While the government claims that it is “helping people into work” that clearly does not include women as they cut the childcare portion of working tax credits from 80% to 70% in the 2010 budget. This particularly affects single working mother households as they are 60 percent of the recipients of the childcare element. The government has increased the number of working hours needed to qualify from 16-24 hours per week; finding eight additional hours where there is general rising underemployment is not easy.
To clear the poorest from the centre of London, government housing benefits are being capped at a maximum of £400 (US$637) per week for a four-bedroom property. Insufficient amounts of social housing mean long waiting lists; this is especially so for large families. 5 bedroom homes are no longer available for those on housing benefit. Elimination of rent controls in private housing under Thatcher and the rise of “buy to let” have led to the skyrocketing of rents in London. With housing benefits capped, there is a danger that people will take money from their other benefits to cover their housing.

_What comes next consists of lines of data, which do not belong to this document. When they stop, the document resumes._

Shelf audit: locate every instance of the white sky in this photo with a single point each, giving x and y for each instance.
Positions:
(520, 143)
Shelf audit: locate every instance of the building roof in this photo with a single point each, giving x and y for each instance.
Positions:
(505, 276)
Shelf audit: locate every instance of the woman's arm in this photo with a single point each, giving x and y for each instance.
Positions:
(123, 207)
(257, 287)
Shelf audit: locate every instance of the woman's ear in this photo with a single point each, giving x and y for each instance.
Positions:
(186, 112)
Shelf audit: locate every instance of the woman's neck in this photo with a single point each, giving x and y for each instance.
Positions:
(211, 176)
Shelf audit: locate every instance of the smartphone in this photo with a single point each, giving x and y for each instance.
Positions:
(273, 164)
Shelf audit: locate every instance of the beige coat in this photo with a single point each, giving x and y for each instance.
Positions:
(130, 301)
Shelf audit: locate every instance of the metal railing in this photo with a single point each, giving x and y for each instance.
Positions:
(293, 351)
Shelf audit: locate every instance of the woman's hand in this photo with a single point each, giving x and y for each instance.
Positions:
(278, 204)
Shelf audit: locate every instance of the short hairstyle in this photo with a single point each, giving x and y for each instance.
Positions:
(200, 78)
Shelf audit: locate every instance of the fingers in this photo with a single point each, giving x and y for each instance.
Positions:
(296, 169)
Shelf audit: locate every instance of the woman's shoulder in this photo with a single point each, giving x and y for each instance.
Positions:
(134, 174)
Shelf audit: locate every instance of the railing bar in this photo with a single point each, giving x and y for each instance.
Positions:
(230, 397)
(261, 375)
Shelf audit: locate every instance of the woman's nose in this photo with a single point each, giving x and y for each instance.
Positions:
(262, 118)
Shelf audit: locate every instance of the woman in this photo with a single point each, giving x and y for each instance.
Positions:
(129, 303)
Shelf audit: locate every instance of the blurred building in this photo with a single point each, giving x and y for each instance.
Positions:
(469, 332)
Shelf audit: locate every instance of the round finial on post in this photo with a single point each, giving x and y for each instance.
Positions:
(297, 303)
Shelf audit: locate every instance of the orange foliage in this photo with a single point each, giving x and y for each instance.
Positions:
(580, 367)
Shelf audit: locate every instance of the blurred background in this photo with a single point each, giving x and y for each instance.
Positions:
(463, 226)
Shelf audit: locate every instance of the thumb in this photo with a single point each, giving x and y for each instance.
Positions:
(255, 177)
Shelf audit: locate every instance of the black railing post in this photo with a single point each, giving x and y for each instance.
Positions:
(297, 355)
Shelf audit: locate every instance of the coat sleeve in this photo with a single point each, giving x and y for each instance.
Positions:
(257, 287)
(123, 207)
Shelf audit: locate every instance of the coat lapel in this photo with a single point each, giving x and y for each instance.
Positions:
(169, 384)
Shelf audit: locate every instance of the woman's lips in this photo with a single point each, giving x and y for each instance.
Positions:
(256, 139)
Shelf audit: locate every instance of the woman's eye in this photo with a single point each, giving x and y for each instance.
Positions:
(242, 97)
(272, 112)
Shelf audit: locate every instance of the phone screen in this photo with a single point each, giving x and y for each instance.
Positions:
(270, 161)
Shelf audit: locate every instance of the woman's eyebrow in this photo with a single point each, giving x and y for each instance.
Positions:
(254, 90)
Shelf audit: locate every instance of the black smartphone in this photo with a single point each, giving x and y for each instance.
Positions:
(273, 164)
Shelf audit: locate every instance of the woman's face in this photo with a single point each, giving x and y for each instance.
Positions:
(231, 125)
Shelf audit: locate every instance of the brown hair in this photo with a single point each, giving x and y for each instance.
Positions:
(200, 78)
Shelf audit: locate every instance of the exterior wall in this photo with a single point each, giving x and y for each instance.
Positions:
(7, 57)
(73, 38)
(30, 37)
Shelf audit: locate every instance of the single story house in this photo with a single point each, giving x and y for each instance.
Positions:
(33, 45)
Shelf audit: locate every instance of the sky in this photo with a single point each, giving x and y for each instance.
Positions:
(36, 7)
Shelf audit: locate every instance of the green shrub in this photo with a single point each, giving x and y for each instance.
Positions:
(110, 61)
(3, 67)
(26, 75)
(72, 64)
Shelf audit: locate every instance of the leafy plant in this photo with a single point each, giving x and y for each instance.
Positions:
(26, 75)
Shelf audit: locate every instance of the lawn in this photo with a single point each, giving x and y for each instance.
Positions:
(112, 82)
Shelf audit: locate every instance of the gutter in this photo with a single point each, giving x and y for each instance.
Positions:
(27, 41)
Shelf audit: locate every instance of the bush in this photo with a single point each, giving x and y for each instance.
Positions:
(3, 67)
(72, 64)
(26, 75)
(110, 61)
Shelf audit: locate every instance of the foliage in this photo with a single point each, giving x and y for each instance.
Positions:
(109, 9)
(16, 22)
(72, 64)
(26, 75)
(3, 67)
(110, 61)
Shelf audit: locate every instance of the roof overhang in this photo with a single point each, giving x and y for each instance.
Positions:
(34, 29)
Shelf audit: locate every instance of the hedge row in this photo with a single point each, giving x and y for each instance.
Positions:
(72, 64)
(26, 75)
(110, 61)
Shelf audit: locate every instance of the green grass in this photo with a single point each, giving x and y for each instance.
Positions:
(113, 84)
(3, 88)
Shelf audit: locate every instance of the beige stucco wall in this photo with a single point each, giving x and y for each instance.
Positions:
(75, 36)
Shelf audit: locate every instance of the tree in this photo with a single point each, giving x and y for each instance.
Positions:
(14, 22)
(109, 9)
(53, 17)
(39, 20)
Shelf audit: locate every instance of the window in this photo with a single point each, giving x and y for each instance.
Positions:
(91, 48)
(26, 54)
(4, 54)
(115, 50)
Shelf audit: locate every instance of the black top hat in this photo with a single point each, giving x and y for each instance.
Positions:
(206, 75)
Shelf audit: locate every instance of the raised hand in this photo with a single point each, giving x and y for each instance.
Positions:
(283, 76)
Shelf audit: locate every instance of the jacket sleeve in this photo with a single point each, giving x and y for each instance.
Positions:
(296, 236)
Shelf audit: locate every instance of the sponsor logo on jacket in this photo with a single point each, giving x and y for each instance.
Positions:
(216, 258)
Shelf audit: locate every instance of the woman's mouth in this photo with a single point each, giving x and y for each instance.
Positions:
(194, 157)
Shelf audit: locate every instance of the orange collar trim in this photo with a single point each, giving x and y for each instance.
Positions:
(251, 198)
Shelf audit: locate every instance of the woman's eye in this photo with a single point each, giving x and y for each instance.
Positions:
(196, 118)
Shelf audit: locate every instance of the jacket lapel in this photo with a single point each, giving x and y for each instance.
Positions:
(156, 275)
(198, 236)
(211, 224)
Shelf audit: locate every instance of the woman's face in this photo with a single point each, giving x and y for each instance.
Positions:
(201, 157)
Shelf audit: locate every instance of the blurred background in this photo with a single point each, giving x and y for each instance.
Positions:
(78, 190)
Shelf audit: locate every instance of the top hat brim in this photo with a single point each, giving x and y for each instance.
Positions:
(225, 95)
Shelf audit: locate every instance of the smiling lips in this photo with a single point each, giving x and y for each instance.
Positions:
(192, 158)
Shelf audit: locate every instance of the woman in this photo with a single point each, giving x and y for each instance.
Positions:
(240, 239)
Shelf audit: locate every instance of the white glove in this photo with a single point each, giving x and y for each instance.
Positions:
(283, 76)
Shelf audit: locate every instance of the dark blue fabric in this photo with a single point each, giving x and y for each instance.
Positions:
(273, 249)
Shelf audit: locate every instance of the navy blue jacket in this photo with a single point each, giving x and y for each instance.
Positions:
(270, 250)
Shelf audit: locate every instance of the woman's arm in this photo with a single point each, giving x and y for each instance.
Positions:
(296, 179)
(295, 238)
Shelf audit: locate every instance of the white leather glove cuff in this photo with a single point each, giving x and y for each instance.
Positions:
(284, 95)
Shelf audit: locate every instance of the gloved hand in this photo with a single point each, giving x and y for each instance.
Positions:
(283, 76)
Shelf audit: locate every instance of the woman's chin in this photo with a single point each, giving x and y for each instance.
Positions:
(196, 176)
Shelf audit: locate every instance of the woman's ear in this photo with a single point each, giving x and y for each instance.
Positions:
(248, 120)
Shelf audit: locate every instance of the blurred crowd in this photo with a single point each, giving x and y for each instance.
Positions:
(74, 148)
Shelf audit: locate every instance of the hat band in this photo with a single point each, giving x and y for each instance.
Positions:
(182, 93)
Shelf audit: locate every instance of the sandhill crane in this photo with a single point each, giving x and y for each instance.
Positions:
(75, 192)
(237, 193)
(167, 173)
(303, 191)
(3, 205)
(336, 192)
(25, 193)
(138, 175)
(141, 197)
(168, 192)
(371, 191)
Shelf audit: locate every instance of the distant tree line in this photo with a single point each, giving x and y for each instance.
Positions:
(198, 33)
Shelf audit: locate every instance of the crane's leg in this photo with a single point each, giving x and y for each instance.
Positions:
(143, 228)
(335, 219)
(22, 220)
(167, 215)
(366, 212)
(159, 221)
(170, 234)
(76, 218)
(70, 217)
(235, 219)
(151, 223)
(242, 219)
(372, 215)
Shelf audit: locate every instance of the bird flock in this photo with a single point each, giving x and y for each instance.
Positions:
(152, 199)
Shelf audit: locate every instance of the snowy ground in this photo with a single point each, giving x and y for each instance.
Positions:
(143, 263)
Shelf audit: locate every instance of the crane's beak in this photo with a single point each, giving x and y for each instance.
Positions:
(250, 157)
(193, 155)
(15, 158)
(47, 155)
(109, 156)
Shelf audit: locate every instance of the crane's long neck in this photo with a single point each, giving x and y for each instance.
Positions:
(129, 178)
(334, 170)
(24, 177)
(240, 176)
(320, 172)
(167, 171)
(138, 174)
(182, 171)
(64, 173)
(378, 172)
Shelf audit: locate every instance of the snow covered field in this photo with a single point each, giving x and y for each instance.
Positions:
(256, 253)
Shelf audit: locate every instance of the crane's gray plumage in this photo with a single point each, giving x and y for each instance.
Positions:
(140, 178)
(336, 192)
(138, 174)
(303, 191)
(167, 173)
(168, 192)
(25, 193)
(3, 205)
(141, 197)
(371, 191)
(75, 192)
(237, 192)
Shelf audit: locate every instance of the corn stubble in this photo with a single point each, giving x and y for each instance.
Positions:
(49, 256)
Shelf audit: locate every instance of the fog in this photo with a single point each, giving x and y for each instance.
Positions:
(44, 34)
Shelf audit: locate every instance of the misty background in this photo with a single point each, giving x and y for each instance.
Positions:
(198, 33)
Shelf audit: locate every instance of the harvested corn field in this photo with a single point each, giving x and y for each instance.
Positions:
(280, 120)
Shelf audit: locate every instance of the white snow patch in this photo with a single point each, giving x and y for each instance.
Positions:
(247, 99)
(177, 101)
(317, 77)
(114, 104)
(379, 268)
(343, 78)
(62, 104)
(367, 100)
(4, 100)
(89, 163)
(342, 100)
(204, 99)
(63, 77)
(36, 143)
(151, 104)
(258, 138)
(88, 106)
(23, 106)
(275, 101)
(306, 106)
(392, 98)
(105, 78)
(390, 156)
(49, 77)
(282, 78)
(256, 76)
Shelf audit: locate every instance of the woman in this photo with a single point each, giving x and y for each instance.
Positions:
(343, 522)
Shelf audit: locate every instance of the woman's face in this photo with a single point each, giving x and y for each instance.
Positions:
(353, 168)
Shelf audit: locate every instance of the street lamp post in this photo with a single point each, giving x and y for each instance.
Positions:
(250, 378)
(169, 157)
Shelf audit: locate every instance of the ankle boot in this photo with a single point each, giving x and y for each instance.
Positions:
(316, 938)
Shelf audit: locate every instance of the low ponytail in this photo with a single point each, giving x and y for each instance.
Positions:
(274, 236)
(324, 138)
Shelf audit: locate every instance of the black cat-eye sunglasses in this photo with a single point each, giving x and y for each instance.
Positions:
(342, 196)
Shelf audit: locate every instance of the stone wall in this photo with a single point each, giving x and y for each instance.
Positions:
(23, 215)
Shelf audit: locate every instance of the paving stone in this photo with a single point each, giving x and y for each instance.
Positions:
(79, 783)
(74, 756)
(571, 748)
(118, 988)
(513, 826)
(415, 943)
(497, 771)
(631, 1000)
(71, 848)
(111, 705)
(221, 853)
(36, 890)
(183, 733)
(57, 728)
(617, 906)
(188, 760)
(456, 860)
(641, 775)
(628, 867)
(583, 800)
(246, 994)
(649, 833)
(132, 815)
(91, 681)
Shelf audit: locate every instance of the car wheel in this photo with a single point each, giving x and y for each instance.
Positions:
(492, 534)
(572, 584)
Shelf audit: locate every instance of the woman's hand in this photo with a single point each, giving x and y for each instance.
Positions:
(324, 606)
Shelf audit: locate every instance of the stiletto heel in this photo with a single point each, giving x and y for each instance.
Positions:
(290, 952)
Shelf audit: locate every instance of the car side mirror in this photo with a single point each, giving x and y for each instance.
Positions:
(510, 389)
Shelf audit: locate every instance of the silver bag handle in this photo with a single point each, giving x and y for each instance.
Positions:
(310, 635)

Forcing the poor out of the centre of London will lead to the overcrowding of schools in accessible areas and will undermine existing support that families rely upon. Fifty percent of those receiving housing benefits are single women (often single parents) and there are one million more women than men claiming housing benefits (http://www.fawcettsociety.org.uk/benefits/). Additionally, the bedroom tax (an over-occupancy charge for extra bedrooms) for those in social housing is hitting people with disabilities and single mothers disproportionally, as they are primarily the people that live in social housing (http://www.guardian.co.uk/society/2013/mar/04/benefits-housing).
Incomes for working people in Britain are being undermined. The fact that there is rising use of food banks and that agencies report that mothers are foregoing eating to feed their children indicate a serious erosion of standards of living. For the first time since WWII, the British Red Cross is planning on distributing food in Britain arising from the impact of the cuts and rising demand for food banks.
So, how do we address the problem?
From mainstream parties, at best, we hear the call for flexible working hours, we hear about tax credits for child care (which assumes that you make enough money to pay tax) and subsidised child care for those earning lower wages.
It is always assumed that addressing child care provision is the way to address this issue. Somehow, women’s general caring responsibilities, of our children, our sick family members, disabled people that are family members, our extended families, our parents, our spouses, are not addressed.
If we want to address job segregation, get women into the labour force, address unpaid labour at home, the wage-gap between men and women, we need more! We need socialisation of care … we need all care to be covered; we need job creation in the traditional areas of women’s caring responsibilities. This will free women to enter the labour market rather than provide unpaid labour at home.
This needs to be done in the public sector and/or with start-up funds from the public sector to set up cooperatives under workers’ control. In the public sector, with unions and the ability to bargain collectively, we can start to close the gap between provision of use values (what society needs) and exchange values (what capitalists will pay) to provide for the needs of society rather than line the pockets of the ruling class. These jobs will no longer leave women’s labour in a segregated market; men will do them as well. It is a transformative step in addressing the reasons for women’s inequality; actually ending inequality in wages, job segregation, and unpaid labour at home and hence in undermining the power of patriarchy that has kept us as second-class citizens.